That’s an interesting marketing pitch: AI will make you more creative, more analytical, more expressive, more productive, more collaborative.
There’s trade-offs here. In my experience, having someone write a synthesis for me is skipping the work. Writing the synthesis is the work. Creating a synthesis for dissemination is but the byproduct of creating a synthesis in my own head and heart that I can believe in.
And this idea of AI making you “more collaborative in Teams”? Collaboration is about relational exchanges, cooperation, and connection. Writing a product strategy update for your team takes into consideration the individual circumstances, unspoken doubts, and historical context of the individuals on your team — not just the emails and messages the computer parsed (AI can’t synthesize what hasn’t been captured). Writing is a moment for self-reflection, for providing the space and time necessary for the conception of thoughts or feelings that can change your heart or mind. Offloading that task to AI is not necessarily a net-gain, it is a trade-off. One to make consciously.

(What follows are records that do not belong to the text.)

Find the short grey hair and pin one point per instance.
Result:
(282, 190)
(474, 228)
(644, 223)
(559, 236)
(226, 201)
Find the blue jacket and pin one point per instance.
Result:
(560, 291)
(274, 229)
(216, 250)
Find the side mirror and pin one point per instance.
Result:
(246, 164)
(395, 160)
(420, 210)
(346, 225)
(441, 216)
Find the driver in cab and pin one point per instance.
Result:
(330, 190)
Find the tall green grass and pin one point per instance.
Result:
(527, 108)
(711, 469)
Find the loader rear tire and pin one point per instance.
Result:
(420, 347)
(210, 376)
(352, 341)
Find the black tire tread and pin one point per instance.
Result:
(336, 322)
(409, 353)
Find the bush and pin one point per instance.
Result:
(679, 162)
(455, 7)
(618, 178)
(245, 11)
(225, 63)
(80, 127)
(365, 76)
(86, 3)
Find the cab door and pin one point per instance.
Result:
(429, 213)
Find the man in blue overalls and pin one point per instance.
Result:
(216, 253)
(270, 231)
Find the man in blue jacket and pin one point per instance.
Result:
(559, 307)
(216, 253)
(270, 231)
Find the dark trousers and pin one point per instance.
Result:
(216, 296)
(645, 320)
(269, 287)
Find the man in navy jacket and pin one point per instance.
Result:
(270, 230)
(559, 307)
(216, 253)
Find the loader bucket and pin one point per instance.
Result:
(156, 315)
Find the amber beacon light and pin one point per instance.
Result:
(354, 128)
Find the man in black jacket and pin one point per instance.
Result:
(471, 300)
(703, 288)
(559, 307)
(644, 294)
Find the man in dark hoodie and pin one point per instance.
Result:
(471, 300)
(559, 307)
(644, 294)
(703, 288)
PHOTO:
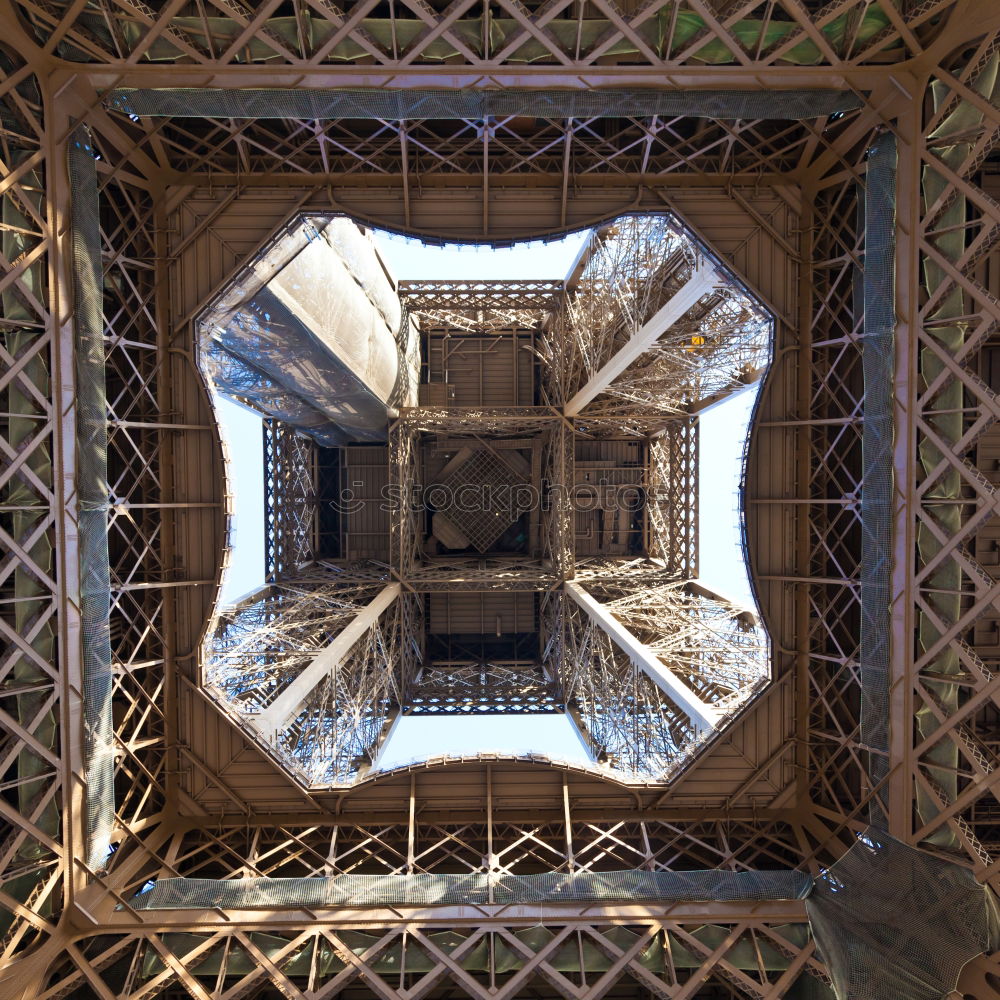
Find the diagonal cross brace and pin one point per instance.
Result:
(703, 280)
(703, 716)
(283, 709)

The most rewarding work I’ve done always originated outside of my tools. My satisfaction of feeling collaborative, or creative, or expressive, or ____ came about first outside any given tool.
Sometimes, I’m ok struggling in Word, in Teams, in PowerPoint, in tool ____ because if I’m struggling it means I don’t know the path forward yet. And figuring out the path, not being told the path, has always been the rewarding part.